Written by Adrian Kingsley-Hughes, Contributing Writer

Next year looks set to be busy for Intel as the chip giant as it prepares to power not only the next generation of PCs, but also a whole raft of other smart devices, ranging from high-tech consumer gadgets to business workloads such as AI, cloud data centers, and autonomous vehicles.

And powering all this will be the company's next-generation 10-nanometer-based silicon.

Also: Now Intel signs up to open-source code of conduct after Torvalds' Linux hiatus

A lot happened at Intel's "Architecture Day," with the company unveiling a number of new technologies focused on expanding investment and innovation across six engineering segments:

  • Advanced manufacturing processes and packaging
  • New architectures to speed-up specialized tasks such as AI and graphics
  • Super-fast memory
  • Interconnects
  • Embedded security features
  • Software to help make it easier for developers to leverage Intel's compute roadmap

So how does Intel expect to shake up these markets?

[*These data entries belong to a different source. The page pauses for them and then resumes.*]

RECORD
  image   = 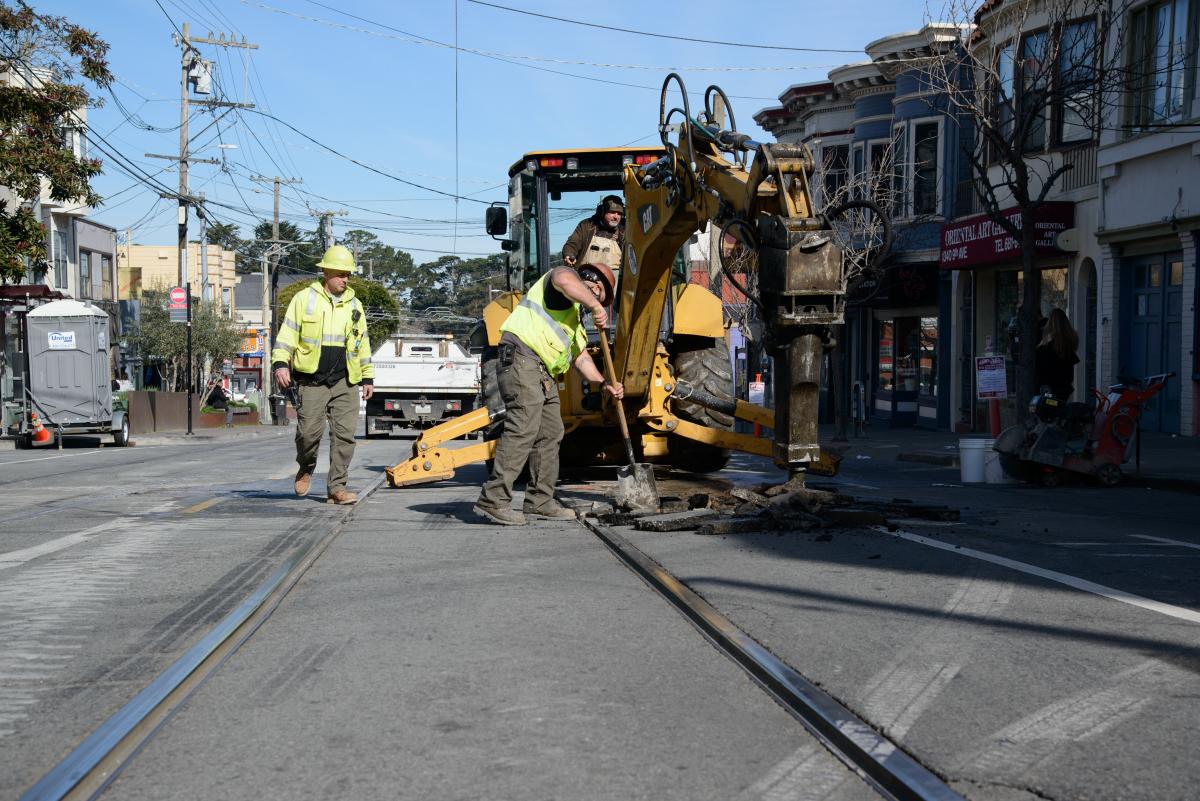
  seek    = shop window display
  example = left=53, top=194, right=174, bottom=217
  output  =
left=876, top=317, right=937, bottom=396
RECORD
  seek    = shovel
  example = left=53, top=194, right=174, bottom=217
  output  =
left=600, top=331, right=659, bottom=512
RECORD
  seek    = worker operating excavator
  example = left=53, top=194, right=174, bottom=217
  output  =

Well, the first weapon in the arsenal is Sunny Cove, Intel's next-generation CPU microarchitecture. Making its way to both the Xeon server and Core client markets, Intel is promising not only to increase performance per clock and power efficiency for regular everyday computing, but also introduce new features that will help give the silicon and edge in workloads related to AI and cryptography.

Sunny Cove will bring with it the ability to execute more operations in parallel, latency reduction through improved algorithms, bigger buffers and caches to optimize data-centric workloads, and new architecture extensions for workloads such as data compression and cryptography.

Intel also unveiled its new Gen11 integrated graphics, which features 64 enhanced execution units, more than double with the Gen9 graphics offered, and which has been designed for boost number-crunching and break the 1 TFLOPS barrier.

The GPU chip features two decoders along with a single encoder, a completely redesigned HEVC/H.265 encoder, support for HDR, 4K and 8K, and Adaptive Sync variable refresh rate technology.

Gen11 integrated graphics will be baked into its 10-nanometer CPUs - likely Sunny Cove - in 2019.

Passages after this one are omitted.